Cherry Creek Restoration

Over the last 15 years, Muller has worked on many projects along Cherry Creek in the Denver area. Work began with a series of studies including:

  • Cherry Creek Basin Open Space Conservation and Stewardship Plan for the Trust for Public Lands.
  • Cherry Creek Watershed Plan for the Cherry Creek Basin Water Quality Authority (CCBWQA).
  • Cherry Creek Corridor Restoration Study for the Town of Parker.

These studies discussed the importance that stream restoration has on water quality protection and wildlife habitat and made a strong case for mitigating degradation in Cherry Creek to restore the healthy functions of the corridor.

Muller has further developed the approaches recommended in these three studies during the design and construction of eight stream rehabilitation projects along upper Cherry Creek, shown in the figure and described on the next page.

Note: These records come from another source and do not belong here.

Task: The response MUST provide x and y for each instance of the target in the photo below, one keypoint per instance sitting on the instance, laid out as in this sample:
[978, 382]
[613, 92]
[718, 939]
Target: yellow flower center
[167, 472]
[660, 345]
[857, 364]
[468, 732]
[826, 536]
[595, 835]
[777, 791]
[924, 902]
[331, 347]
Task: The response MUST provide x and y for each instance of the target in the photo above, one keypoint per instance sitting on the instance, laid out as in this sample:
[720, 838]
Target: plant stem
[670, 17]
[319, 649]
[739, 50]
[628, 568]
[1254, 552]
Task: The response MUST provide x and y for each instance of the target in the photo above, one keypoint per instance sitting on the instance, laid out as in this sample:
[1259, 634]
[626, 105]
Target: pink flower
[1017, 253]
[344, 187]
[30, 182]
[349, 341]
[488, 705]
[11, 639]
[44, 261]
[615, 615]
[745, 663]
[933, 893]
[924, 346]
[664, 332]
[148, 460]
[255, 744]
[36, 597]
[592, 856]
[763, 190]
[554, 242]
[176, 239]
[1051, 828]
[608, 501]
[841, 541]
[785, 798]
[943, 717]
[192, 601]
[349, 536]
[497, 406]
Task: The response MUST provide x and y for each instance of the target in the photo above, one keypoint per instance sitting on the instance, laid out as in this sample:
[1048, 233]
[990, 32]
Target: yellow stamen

  • Cherry Creek d/s of Arapahoe Road (1)
    Length: 5,000’
  • Arapahoe Road Bridge and Cherry Creek Restoration Project (2)
    Length: 2,000’
  • Cherry Creek at Eco Park (3)
    Length: 4,900’
  • Cherry Creek at 17-Mile House Project (4)
    Length: 2,500’ 
    This project won the Grand Award for Engineering Excellence from the Colorado Association of Stormwater and Floodplain Managers
  • Pine Lane Bridge and Cherry Creek Restoration Project (5)
    Length: 1,200’
    This project won the APWA Project of the Year Award – Utility, Drainage and Environmental for Medium Communities Category.
  • Cherry Creek at Main Street Restoration Project (6)
    Length: 5,000’
  • Hess Road Bridge and Cherry Creek Restoration Project (7)
    Length: 2,500’
  • Cherry Creek at Stroh Ranch Restoration Project (8)
    Length: 5,000’

All of these projects have taken a holistic approach to heal the degraded creek corridor, not only stabilizing the channel, but restoring the natural hydrology, water quality benefits, and habitat value of the corridor. The projects have used riffle drops and other grade control structures to raise and re-establish the baseflow water surface close to the adjacent vegetated benches of the primary channel, keeping the water table high to help sustain riparian vegetation, promoting wide, shallow flow conditions during high flow events, and keeping velocities low and infiltration into the sandy alluvium high. Historic secondary channels have been re-established, tributary channels have been enhanced, water quality detention has been provided to treat inflowing runoff, banks have been protected using bioengineering approaches, and trail connections and crossings have been created.